はじめにご理解いただきたいのは、印章には大きく分けて「実印」「銀行印」「認印」の3種類があることはみなさんご存知かと思いますが、最近のハンコ不要論は、それらがごっちゃに議論されていることが多いんです。社員がテレワークで作成した書類にハンコをもらわなきゃいけないから出社する、という報道が多いのですが、これは仕事印という認印のなかの一つであって、会社のルールとして「ハンコが必要」となっているだけで、社会のルールではありません。社内で「ハンコ不要」とすれば出社の必要は無くなりますよね。でまた、その上司が会社に出社していてハンコを捺している映像が流れて「代表者印を捺すために出社している」と言います。これは「実印」にあたり、会社間の重要な書類・契約ごとに必要な「印鑑証明書」も必要なもので、先ほどの認印と同じテーブルで議論するのはムリがあると思うのです。

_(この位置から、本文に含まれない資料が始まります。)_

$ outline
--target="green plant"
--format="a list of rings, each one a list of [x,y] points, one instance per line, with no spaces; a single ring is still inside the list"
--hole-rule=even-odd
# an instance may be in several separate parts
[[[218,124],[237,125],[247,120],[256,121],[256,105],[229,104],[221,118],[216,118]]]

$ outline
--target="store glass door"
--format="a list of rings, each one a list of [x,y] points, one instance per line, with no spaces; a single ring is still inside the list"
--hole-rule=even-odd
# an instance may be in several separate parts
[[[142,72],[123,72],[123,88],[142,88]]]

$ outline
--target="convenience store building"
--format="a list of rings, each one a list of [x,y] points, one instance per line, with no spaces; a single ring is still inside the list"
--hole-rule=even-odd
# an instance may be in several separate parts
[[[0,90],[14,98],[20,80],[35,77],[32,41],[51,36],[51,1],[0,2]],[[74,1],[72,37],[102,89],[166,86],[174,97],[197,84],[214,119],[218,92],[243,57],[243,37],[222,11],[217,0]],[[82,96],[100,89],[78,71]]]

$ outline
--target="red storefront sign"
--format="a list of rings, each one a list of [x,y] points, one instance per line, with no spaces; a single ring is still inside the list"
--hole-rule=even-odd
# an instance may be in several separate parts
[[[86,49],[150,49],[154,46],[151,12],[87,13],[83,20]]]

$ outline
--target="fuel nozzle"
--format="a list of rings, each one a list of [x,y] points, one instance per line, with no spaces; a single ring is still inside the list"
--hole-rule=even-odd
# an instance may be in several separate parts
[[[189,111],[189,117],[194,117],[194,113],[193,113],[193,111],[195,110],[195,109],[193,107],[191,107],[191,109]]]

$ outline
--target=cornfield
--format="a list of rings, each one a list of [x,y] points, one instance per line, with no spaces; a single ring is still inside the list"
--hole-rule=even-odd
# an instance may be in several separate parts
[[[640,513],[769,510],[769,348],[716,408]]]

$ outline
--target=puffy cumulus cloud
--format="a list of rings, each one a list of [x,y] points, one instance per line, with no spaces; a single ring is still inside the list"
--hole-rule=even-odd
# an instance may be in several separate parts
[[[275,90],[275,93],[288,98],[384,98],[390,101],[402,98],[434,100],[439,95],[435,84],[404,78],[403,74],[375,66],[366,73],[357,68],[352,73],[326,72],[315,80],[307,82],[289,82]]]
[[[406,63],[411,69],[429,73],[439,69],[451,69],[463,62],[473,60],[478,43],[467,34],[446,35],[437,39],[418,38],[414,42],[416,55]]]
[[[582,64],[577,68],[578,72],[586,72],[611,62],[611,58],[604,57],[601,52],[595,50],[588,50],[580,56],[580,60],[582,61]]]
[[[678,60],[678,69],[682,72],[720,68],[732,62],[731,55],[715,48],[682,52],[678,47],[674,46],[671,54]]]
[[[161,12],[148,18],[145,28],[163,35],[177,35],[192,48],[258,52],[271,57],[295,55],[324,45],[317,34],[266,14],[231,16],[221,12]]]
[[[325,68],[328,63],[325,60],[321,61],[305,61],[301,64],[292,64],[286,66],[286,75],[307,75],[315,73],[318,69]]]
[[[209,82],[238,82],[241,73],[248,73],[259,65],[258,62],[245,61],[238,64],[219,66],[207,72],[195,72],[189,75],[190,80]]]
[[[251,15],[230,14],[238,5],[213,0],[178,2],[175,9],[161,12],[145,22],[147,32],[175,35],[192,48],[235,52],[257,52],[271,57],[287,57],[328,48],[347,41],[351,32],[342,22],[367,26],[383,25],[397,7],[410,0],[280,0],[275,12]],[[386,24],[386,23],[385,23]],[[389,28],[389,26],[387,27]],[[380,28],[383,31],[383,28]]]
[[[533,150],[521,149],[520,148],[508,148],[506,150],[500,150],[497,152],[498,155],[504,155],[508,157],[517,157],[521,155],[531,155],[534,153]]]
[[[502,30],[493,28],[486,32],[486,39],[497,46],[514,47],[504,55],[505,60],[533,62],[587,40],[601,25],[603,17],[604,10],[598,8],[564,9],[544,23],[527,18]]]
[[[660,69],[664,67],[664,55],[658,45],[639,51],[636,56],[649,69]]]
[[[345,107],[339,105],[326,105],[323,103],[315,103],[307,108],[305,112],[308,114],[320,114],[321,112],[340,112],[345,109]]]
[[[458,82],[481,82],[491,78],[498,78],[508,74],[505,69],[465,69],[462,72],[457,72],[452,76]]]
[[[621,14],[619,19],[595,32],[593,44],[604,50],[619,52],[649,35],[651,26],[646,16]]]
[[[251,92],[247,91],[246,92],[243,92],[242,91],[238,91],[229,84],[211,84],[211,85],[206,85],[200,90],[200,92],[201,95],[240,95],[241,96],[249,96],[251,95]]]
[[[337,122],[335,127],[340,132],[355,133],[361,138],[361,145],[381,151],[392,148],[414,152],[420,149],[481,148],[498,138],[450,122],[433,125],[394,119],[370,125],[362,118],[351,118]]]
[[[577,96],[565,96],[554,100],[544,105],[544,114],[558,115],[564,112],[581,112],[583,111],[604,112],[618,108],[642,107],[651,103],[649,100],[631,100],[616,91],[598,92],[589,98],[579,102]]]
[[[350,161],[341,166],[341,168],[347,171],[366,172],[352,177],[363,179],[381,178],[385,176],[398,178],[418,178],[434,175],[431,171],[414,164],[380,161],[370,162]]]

そういうところから、「テレワーク」が進まない大きな理由は、ハンコが邪魔、というより「ペーパーレス化」が進まないことが大きいと思うのです。極端な事を言えば、「ペーパーレス」になればハンコもいらないけど、ハンコが不要になっても「ペーパーレス」にはならないし、「テレワーク」もなかなか進まないだろうと思いませんか?
全国に400万以上ある中小企業の多くがハンコを捨てて、電子印鑑などに置き換えてペーパーレスを実現する、ってかなり大きな事だと思います。パソコンばかりじゃなく、スマホすら活用していない事業所も多くある中で、「紙」をなくすことは大変なことです。「コピー機もFAX機もプリンターもシュレッターもいらない会社」ってどのくらいあるんでしょうか? でも、大企業でも、小さな事務所でも、「ハンコ」は完全に普及しているんです。明治4年から100年以上も変わらずに続いている制度を、別の何かに置き換えることはカンタンな事ではないと思います。
「サインなら簡単」というイメージは誰でも持っていることだと思います。置き換えるならサインでどうだ、と言う方は多いでしょう。でも、それも乗り越えなきゃいけないハードルがあることをご存知でしょうか?
例えばアメリカは契約社会、サインがその中心にあります。サラサラっとカッコよくサインする姿を目にすることもあります(映画とかドラマですけどね)。書いている文字は、もちろんアルファベット。26文字の組み合わせですね。日本語ならどうでしょう。ひらがなカタカナだけで100文字以上あります。漢字なら10万種類以上と言われます。さらにフルネームでサインするとなると画数は?サラサラっと流れるように書けるものでしょうか?しかも、何度書いても、一定の正確さで再現しなければなりません。ホテルにチェックインする時でも、パスポートのサインと同じように書かなければ疑われます。ましてやパスポートを見ながら書くわけにもいきませんよね。日本でサインがなかなか定着しないのは、使用している言語、日本語が諸外国に比べて難解だからではないかと私は思っています。
小さな声と掲げておきながら、長々と申し訳ありませんでした。